Он добрался до домика Алины. А вдруг там Ричард? Будем надеяться на лучшее, подумал Джек, ничего другого не остается. Он подошел к двери, легонько постучал и стал внимательно прислушиваться. Никакого движения внутри. Постучал еще раз, сильнее, и наконец услышал, как хрустит солома под чьими-то шагами.
- Алина! - шепотом позвал Джек.
Он слышал, как она подошла к двери. Испуганный голос произнес:
- Кто там?
- Это я, Джек. Открой!
- Джек?!
Последовала пауза. Джек ждал. Алина в отчаянии закрыла глаза, потом рванулась вперед и прижалась щекой к грубой дощатой двери. Нет, Джек, не сегодня, не сейчас, билась тревожная мысль.
До нее вновь донесся его настойчивый шепот:
- Алина, пожалуйста, открой скорее! Если меня схватят, я опять окажусь в тюрьме!
Она слышала о его заточении, весь город об этом говорил. Ясно, что он сбежал. И пришел прямо к ней. Сердце часто забилось. Она не могла его прогнать.
Скрипнул засов, и дверь отворилась.
Его подсохшие волосы, казалось, прилипли к голове. Одет он был не в монашеское платье, а в обычную одежду. Улыбка сияла на лице, словно встреча с возлюбленной была самой большой радостью в его жизни. Вдруг он помрачнел и сказал:
- Ты плакала.
- Зачем ты пришел?
- Я должен был тебя увидеть.
- Сегодня у меня свадьба.
- Я знаю. Можно мне войти?
Впустить его было бы ошибкой, она понимала это. Но ведь завтра она уже будет женой Альфреда, и это последняя возможность поговорить с Джеком наедине. Будь что будет, подумала Алина. Она шире открыла дверь. Джек вошел. Дверь снова закрылась, и засов опустился.
Они стояли лицом к лицу. Алина была в замешательстве: в глазах Джека горело безнадежное страстное желание; так умирающий от жажды тянется к далекому источнику.
- Не смотри на меня так, - сказала она и отвернулась.
- Не выходи за него.
- Я должна.
- Ты всю жизнь будешь несчастна.
- Я и теперь несчастна.
- Посмотри на меня. Пожалуйста.
Она повернулась к нему и заглянула в глаза.

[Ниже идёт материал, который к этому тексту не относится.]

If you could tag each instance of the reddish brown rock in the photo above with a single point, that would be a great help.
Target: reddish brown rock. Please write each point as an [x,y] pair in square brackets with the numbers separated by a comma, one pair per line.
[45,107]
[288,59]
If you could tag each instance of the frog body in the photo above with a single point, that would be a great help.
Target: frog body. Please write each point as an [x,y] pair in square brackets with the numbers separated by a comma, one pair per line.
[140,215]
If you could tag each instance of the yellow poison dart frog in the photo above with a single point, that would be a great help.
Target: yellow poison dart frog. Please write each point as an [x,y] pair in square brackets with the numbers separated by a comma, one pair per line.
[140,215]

- Скажи, зачем ты это делаешь?
- А почему бы и нет?
- Но ведь когда-то, у старой мельницы, ты так меня поцеловала...
Алина опустила взгляд и почувствовала, как жар охватил ее. В то утро она позволила себе расслабиться, и с тех пор ей было стыдно за свою беспечность. Теперь Джек пользовался этим. Она молчала. Защищаться было нечем.
- Но после этого ты охладела ко мне, - сказал Джек.
Алина не поднимала глаз.
- Мы были друзьями, - безжалостно продолжал Джек. - Все то лето, на поляне... возле водопада... Я рассказывал тебе... мы были так счастливы. Однажды я поцеловал тебя. Помнишь?

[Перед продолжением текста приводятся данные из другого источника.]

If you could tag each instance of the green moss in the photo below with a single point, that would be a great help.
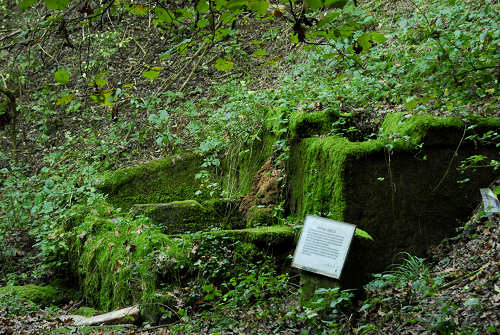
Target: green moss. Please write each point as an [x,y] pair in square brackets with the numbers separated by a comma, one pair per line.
[121,260]
[310,282]
[317,178]
[260,216]
[190,216]
[41,295]
[400,188]
[241,169]
[267,236]
[304,124]
[159,181]
[114,257]
[87,311]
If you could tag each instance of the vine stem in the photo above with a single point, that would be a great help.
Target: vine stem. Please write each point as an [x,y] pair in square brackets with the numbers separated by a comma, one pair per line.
[451,161]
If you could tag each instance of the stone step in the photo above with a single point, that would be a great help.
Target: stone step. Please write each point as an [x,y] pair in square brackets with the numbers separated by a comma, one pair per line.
[190,215]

Конечно же, она помнила, хотя изо всех сил старалась забыть о том, что произошло между ними. Сейчас воспоминания смягчили ее сердце, и на глаза навернулись слезы.

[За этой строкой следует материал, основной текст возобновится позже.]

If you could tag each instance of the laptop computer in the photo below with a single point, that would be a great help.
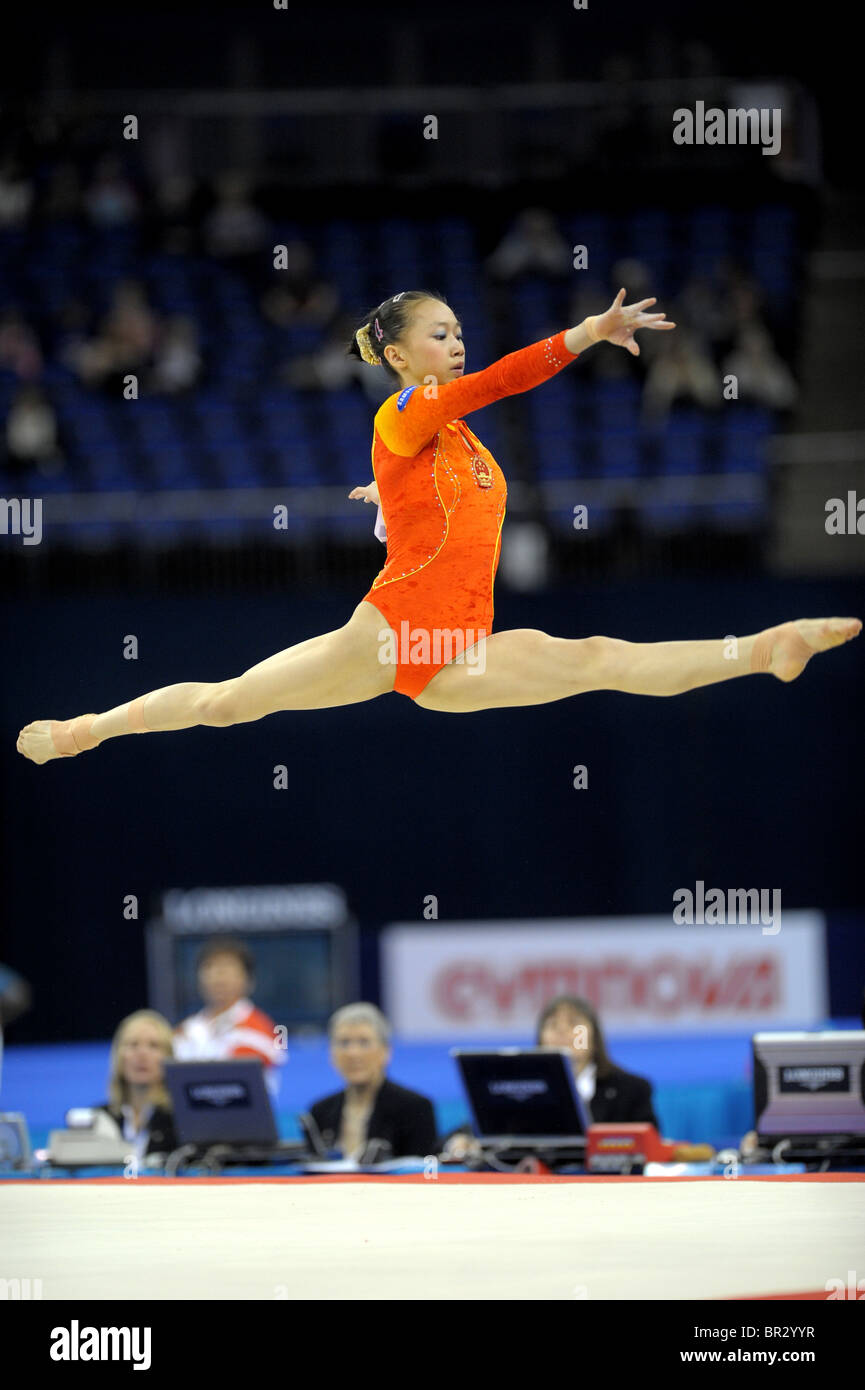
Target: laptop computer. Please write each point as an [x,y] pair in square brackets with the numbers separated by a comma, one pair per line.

- Потом я помог тебе с войлочной мастерской. Я был счастлив, что смог быть полезным в твоем деле. И ты так обрадовалась этому... Потом мы еще раз поцеловались, но это был уже не простой поцелуй... не как первый. На этот раз он был... страстным. - 'О Боже, да, да, именно таким', - подумала Алина, и краска залила ее лицо, и она задышала часто-часто, умоляя Джека только об одном - остановиться!.. Но все было бесполезно. - Мы держали друг друга в объятиях. Наш поцелуй длился долго-долго, и губы твои раскрылись...
- Хватит! - крикнула Алина.
- Но почему? - строго спросил Джек. - Что случилось потом? Почему ты так изменилась?
- Потому что я боюсь! - ответила она не раздумывая и разрыдалась, спрятав лицо в ладонях. Вдруг она почувствовала, что его руки легли на ее вздрагивающие плечи. Алина не пошевелилась, и Джек нежно обнял ее. Она отняла руки от лица и, уткнувшись в его зеленую тунику, заплакала.
Потом обхватила его за талию.
Он склонился щекой к ее волосам - безобразным, торчащим клоками, не успевшим отрасти после пожара, и мягко гладил по спине, как ребенка. Ей хотелось, чтобы миг этот длился вечно. Но Джек слегка отступил, так чтобы видеть ее лицо, и сказал:
- Чего же ты боишься?
Алина знала ответ, но промолчала. Вместо этого она покачала головой и сделала шаг назад. Но Джек крепко держал ее за запястья, не отпуская.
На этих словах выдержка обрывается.